C’était bien l’avis du nouveau gouverneur du fort, MacCarthy, et quand on lui signala l’arrivée d’une petite troupe de guerriers ashantis, il songea presque à faire tirer le canon. Ce qui le retint, c’est qu’on indiquait la présence dans leurs rangs d’un Blanc âgé et vêtu d’un uniforme de la Compagnie royale d’Afrique. Méfiant, il donna l’ordre à ses gardes de ne laisser pénétrer que ce vieillard, un interprète et le safohéné. Malobali et Kodjoe cherchèrent, quant à eux, une taverne où se restaurer. Sortant de l’humidité de la forêt, l’air de la mer paraissait sec par contraste, déposant sur les lèvres une pellicule qui avivait la soif et, curieusement, emplissait les yeux de l’eau salée des larmes. La taverne était une construction de brique qui parut fort élégante à Malobali entre ses bosquets de cocotiers, et qui surtout offrait la plus belle quantité d’alcools : du gin, du rhum, du schnaps, des vins français.

Le tenancier était un mulâtre, espèce qui commençait à proliférer sur toute la côte depuis que les Européens y étaient nombreux. Les premiers temps, les Danois, les Suédois ou les Anglais contractaient des sortes de mariages avec les femmes africaines et envoyaient leurs enfants, les fils surtout, étudier dans leurs pays. Puis, la coutume devenant trop courante, ils se bornaient dans le meilleur des cas à verser des pensions aux mères. Le tenancier remplit les calebasses à ras bord et s’enquit :

— Mais qui est ce Blanc que vous accompagniez ?

Malobali haussa les épaules, laissant Kodjoe expliquer :

— Il paraît qu’il est né dans un pays qu’on appelle Kisliar et qu’il a été vendu comme esclave…

— Tiens, tiens, on vend donc les Blancs comme esclaves ?

Kodjoe rejoignit Malobali à la table où il avait pris place. La taverne s’ouvrait sur une plage de sable blanc, jonchée çà et là de troncs de cocotier pourris, des débris de barques de pêche. Au loin, un navire européen avait jeté l’ancre et une flottille d’embarcations appartenant aux commerçants de la place l’entourait. On apercevait, entassés, les ballots de drap rayé rouge, vert, blanc, bleu, les enfilades de bracelets de laiton ou de corail, les fûts d’alcool, toutes ces choses en apparence futiles pour lesquelles les hommes se battaient. Kodjoe fit signe au tenancier de s’approcher pour remplir à nouveau les calebasses et, comme l’homme se courbait vers eux, il interrogea :

— Toi qui es une moitié de Blanc, tu connais les affaires des Blancs ?

L’autre rit :

— Ça dépend…

— Parlons de travail par exemple. Nous en avons assez de l’armée…

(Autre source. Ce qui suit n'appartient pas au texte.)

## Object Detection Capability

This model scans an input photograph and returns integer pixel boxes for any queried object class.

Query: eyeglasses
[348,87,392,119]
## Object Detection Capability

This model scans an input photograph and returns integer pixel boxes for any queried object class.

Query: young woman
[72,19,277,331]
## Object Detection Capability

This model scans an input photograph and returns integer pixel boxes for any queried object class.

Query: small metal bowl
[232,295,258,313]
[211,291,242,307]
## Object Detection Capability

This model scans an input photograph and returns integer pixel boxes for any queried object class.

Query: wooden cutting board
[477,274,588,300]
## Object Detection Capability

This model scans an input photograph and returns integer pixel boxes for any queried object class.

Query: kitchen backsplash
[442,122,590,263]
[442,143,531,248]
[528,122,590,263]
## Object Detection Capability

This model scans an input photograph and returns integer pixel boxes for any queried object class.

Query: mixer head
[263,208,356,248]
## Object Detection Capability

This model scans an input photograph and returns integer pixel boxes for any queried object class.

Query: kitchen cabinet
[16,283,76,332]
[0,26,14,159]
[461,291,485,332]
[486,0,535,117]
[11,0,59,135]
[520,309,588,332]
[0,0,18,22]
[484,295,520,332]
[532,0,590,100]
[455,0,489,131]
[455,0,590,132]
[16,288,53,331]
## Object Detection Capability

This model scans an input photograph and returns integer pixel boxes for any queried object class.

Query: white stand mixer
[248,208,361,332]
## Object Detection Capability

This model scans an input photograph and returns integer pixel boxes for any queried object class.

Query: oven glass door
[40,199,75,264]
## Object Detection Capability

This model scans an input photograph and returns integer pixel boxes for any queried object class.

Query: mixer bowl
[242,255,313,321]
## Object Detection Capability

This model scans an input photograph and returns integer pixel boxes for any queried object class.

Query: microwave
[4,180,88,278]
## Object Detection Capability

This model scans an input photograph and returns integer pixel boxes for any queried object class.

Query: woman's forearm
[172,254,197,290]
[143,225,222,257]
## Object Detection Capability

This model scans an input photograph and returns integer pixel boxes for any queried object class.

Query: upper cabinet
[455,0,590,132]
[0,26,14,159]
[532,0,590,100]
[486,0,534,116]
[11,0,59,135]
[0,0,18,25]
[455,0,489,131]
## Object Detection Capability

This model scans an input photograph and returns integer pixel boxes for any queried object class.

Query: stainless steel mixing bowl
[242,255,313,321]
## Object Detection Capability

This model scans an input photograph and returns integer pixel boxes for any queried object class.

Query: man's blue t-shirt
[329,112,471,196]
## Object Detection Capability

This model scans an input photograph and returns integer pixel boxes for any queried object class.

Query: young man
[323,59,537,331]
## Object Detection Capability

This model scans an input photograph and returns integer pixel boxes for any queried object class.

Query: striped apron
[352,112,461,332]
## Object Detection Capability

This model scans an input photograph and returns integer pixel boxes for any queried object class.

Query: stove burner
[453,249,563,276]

L’autre regarda la mer en fronçant les sourcils :

— Tout le monde afflue sur la côte et veut travailler pour les Blancs. Cela devient difficile. Il y a bien la mission. Vous me paraissez un peu grands pour être des catéchistes. Mais vous pouvez toujours essayer.

Malobali s’efforçait de faire taire ses répugnances quand l’homme lui fit observer :

— Tu n’es pas un Ashanti, toi. Tu m’as tout l’air d’un Peul…

Or Malobali détestait qu’on lui rappelle cette moitié de Peul en lui qui le rattachait à une mère qui l’avait abandonné, croyait-il. Il se renfrogna tandis que Kodjoe lui soufflait pour l’apaiser :

— Eh bien, ainsi tu trouveras peut-être plus facilement du travail !

En effet, les intrigues des Anglais et des Fantis étaient telles que le simple nom d’Ashanti était haï de la rivière Ankobra à la Volta ! D’autant plus que l’Asantéhéné n’y allait pas de main morte avec les pays soumis : lourdes taxations, tracasseries, humiliations de toutes sortes.

Kodjoe et Malobali décidèrent d’aller jeter un coup d’œil sur place.

Sous l’impulsion des méthodistes, un vent de zèle missionnaire soufflait sur Cape Coast. Le prosélytisme, autrefois circonscrit à l’intérieur du fort et à la douzaine d’enfants mulâtres que le personnel y produisait bon an mal an, s’attaquait à présent à la population locale. Une énorme église de pierre grise s’élevait au centre de la ville cependant que la mission, plus discrète, se cachait à moitié sur la route d’Elmina. À vrai dire, elle ne payait pas de mine ! Ce n’était qu’une baraque rectangulaire à toit de paille, précédée d’un jardinet où poussaient, pathétiques, des légumes et des fleurs. Sous un auvent, une poignée de garçons mesurait et coupait des billes de bois tandis qu’un chœur de voix grêles psalmodiait un chant incompréhensible et qu’une armée de porcs noirs fouillaient du groin dans la terre.

Intrigué sans doute par la présence de deux guerriers ashantis à sa porte, le missionnaire sortit sous la véranda. Stupéfaction, c’était un mulâtre ! Vêtu d’une épaisse robe de drap noir, avec au cou une sorte de chapelet terminé par une énorme croix de bois. Mais mulâtre !

Malobali et Kodjoe échangèrent un regard. Non, ils n’avaient rien à faire avec cette moitié de Noir. La cause était entendue : ils tournèrent les talons.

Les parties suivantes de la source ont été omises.